Saturday, February 05, 2011

Away from the bright lights

There's been a whole lot of attention focused on Queensland weather recently. And with the massive floods, followed by a cyclone, all within a month, it's little wonder. And it's not just happening in Queensland. Around the world, the weather seems to have gone just a little bit mad so far this year, much to the delight of certain media outlets who feed on the "thank god it's not happening to me" side of the public. And again, fair enough. I can see why the dramatic footage of record snow falls, landslides, cyclones, and raging torrents of flood water attract an audience.

The recovery process is now drawing all the attention here. The proposed levy to rebuild after the floods has been pretty well condemned by many - in spite of the fact that it averages out to less than a dollar a week for most people. The opposition leader has been condemned for attempting to cash in on the floods, running a party fundraiser on the back of the unpopular levy. We're being warned to prepare for sub-standard and expensive fruit and vegetables in shops, with the suggestion being that it's our duty to buy these goods to support the farmers in their time of need (although how we're supposed to know for sure that the damage was caused by floods I don't know; for all I can tell, it might just be that the grocers have found a way to get rid of damaged goods for a ridiculously inflated price). Volunteers are flooding into Queensland to get everything off the ground again.

Don't get me wrong about what's going to be written next. I feel for the Queenslanders who have gone through this. The loss of property and, worse than that, the loss of life, has been terrible. The state is understandably reeling from the events of this year and must be wondering what is going to hit them next. But at the same time, they are not the only ones who have been hit by this, not by any stretch. In fact, there are communities in Victoria that have been flooded out four times in the past six months - farming communities, who had weathered a seven year drought, only to be inundated when they just get a crop that looks good and is about ready for harvest.
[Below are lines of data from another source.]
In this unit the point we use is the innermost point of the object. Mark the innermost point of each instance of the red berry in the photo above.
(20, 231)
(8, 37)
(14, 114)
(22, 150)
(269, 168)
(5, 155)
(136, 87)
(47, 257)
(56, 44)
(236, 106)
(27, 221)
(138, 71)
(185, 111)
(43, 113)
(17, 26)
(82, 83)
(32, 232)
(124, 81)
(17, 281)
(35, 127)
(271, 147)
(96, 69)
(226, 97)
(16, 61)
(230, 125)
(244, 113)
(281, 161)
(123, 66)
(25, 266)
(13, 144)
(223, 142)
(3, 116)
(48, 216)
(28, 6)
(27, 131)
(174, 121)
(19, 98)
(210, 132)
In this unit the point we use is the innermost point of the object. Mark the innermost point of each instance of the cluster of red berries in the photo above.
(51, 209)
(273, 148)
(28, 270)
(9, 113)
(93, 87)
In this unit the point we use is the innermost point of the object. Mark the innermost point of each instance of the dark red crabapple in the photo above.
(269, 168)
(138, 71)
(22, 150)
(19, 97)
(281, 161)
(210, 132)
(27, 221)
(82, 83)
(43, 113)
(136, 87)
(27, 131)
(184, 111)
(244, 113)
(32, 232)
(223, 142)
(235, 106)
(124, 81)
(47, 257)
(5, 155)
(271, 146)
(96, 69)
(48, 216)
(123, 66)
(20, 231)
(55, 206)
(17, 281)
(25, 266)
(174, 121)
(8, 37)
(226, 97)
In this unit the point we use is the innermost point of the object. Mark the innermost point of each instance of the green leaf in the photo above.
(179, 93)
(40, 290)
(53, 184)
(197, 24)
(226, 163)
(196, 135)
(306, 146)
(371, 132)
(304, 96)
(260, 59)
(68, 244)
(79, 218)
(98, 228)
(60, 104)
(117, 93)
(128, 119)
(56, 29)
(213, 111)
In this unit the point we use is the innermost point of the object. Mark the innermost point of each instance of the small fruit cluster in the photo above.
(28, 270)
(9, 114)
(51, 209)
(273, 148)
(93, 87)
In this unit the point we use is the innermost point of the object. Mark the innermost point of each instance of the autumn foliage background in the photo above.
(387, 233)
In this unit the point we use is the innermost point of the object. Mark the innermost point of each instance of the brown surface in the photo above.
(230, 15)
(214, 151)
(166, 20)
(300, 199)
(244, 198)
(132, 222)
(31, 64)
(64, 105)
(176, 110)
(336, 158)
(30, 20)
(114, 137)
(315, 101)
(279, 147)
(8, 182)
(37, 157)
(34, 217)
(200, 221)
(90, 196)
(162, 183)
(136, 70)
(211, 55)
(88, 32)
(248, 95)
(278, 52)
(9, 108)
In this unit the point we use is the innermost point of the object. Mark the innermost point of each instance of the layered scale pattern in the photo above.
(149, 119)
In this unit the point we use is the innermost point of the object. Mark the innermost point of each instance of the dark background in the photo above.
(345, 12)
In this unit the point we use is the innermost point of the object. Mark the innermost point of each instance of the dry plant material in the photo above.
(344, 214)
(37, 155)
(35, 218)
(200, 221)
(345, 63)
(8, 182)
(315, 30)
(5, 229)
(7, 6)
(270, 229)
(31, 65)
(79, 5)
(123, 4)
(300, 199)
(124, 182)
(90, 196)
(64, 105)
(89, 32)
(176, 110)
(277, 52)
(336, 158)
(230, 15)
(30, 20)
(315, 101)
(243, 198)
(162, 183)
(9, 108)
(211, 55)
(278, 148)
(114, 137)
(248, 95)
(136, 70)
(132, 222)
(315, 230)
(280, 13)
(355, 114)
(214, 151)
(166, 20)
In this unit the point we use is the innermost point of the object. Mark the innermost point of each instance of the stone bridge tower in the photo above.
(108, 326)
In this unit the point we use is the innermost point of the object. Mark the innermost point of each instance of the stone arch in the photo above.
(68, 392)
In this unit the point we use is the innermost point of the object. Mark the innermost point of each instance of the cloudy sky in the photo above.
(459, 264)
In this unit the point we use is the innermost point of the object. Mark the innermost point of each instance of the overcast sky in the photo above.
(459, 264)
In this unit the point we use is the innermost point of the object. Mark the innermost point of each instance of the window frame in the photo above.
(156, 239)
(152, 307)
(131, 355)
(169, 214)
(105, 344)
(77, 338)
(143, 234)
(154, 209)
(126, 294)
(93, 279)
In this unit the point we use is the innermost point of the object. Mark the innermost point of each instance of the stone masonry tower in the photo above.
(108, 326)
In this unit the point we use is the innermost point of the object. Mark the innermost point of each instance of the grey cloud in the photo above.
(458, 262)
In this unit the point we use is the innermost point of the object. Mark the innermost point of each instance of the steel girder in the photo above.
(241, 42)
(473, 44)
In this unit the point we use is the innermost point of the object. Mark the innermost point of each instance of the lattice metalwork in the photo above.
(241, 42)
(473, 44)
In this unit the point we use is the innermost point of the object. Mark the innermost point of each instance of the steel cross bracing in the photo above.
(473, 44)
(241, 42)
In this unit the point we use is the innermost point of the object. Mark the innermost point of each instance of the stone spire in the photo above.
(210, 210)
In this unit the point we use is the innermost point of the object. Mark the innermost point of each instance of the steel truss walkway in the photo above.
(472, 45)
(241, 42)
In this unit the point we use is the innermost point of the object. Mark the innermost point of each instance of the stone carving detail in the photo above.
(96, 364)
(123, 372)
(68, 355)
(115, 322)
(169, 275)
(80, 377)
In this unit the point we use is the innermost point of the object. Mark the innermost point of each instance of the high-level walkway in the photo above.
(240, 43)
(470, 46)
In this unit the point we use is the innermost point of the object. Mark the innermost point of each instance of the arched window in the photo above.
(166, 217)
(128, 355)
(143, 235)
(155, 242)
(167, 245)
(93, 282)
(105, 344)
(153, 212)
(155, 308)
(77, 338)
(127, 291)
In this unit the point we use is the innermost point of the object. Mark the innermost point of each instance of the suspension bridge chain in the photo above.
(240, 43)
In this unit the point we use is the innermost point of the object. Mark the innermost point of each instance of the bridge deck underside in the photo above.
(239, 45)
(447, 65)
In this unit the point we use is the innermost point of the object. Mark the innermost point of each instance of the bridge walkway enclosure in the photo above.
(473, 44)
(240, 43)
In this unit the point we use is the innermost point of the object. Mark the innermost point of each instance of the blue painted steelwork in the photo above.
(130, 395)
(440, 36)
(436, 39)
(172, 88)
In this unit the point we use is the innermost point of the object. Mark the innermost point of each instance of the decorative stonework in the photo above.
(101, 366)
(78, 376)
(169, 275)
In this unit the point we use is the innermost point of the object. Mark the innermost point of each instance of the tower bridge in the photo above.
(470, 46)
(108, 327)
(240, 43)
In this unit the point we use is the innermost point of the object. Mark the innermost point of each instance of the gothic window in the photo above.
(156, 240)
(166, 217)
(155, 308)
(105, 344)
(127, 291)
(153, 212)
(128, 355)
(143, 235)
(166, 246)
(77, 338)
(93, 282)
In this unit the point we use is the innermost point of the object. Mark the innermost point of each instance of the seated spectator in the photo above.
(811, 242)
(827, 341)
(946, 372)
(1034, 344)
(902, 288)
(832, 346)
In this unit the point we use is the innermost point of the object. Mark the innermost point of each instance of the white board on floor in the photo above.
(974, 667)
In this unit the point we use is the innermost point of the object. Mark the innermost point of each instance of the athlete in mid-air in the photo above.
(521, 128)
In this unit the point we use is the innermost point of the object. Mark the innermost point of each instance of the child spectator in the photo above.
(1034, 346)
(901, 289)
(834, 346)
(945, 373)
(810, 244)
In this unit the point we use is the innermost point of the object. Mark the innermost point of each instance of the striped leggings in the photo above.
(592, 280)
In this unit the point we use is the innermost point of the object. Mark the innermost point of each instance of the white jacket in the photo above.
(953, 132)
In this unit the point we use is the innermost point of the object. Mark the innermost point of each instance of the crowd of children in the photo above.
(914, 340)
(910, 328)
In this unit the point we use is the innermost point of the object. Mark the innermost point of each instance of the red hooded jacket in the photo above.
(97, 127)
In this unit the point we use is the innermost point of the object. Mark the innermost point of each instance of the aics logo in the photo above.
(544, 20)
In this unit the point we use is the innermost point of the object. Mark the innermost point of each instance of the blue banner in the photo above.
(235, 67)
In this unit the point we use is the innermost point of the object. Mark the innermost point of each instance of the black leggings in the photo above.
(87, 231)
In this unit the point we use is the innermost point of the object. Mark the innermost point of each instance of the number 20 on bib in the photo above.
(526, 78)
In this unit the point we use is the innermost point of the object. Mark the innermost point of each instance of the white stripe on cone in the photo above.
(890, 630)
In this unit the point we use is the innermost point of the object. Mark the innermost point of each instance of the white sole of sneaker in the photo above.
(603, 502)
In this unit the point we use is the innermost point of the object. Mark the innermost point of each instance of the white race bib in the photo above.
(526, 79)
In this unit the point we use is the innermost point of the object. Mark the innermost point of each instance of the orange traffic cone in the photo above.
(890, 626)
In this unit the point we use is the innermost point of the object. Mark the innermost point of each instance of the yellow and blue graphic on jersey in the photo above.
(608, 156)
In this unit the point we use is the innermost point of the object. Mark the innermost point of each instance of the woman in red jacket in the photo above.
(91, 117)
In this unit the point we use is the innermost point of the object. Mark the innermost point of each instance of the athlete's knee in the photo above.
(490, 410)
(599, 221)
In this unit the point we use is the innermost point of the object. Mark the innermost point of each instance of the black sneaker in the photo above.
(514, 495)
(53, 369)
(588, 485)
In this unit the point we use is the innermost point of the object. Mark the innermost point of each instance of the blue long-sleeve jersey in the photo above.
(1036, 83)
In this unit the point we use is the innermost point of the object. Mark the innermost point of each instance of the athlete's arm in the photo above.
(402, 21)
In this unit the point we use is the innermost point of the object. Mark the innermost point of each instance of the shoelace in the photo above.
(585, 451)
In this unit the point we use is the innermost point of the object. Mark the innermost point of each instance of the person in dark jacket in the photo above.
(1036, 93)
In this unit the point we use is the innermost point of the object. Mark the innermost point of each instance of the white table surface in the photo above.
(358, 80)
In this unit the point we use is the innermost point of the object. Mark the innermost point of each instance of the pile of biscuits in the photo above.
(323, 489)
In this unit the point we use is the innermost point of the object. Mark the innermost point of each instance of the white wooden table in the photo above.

And now it's come again. The two cyclones that have lashed the north of the country, weakened enough to be downgraded below cyclone classification, joined forces and headed south, where they ran into another front that was headed north. They all came together over Victoria for a weather event that seems to have had at least one meteorologist all but salivating. There are parts of my state that have had their annual rainfall come down in a two hour period. The Yarra might not have flooded, but the Lodden and Campaspe, the Mitta Mitta, and the Murray, as well as many others, are all up and about. There has been flooding in the north, the east, the south-east, flash flooding in Melbourne. No, there has been no loss of life, as far as I know only one serious injury when a girl was crushed by a falling tree. But please don't for a moment think that what has happened here is any less worthy of attention, because it's long term effects will be just as widespread. Perhaps the most dramatic photo I've seen was not a gushing torrent of water - although there are a few of them from a wide variety of places. It was a photo taken in Laverton of what looked like a swamp. It was covered in dead birds, who had not been able to withstand the winds that came through with the storms that hit the area overnight. Victoria has never known anything like it, and the forecasters say there is more to come. A quick look at the Sydney Morning Herald website, though, you'd think it was any other day. The weather is wrapped up in the fourth lead, a story which deals largely with the combined impact of cyclone Yasi on Queensland, Victoria and the Northern Territory before finishing by saying that the heat wave in Sydney is, in fact, unrelated. Surprise, Sydney-siders, it is summer, after all.

When the people who should be informed about events by media outlets like the SMH are complaining about the flood levy to rebuild Queensland, perhaps it might do to remind them of events on a national scale. Have a thought about the billions of dollars that could be spent here in Victoria, where the area responsible for fruit and wheat is doing it tough. When your bread costs more, think of the Wimmera and their six months of flooding that has wiped out the wheat crop. When you can't get grapes, think of Mildura's fields, currently under about a metre of water. Then look at the $1 a week it could cost to get Queensland on the road to recovery; wonder if any of that cash will make it to the areas that have gone unnoticed, because they have been overshadowed by the bright lights and the spectacle in Queensland. God knows half the people in Melbourne are barely aware of what's happening. How on earth would the rest of the country be expected to know?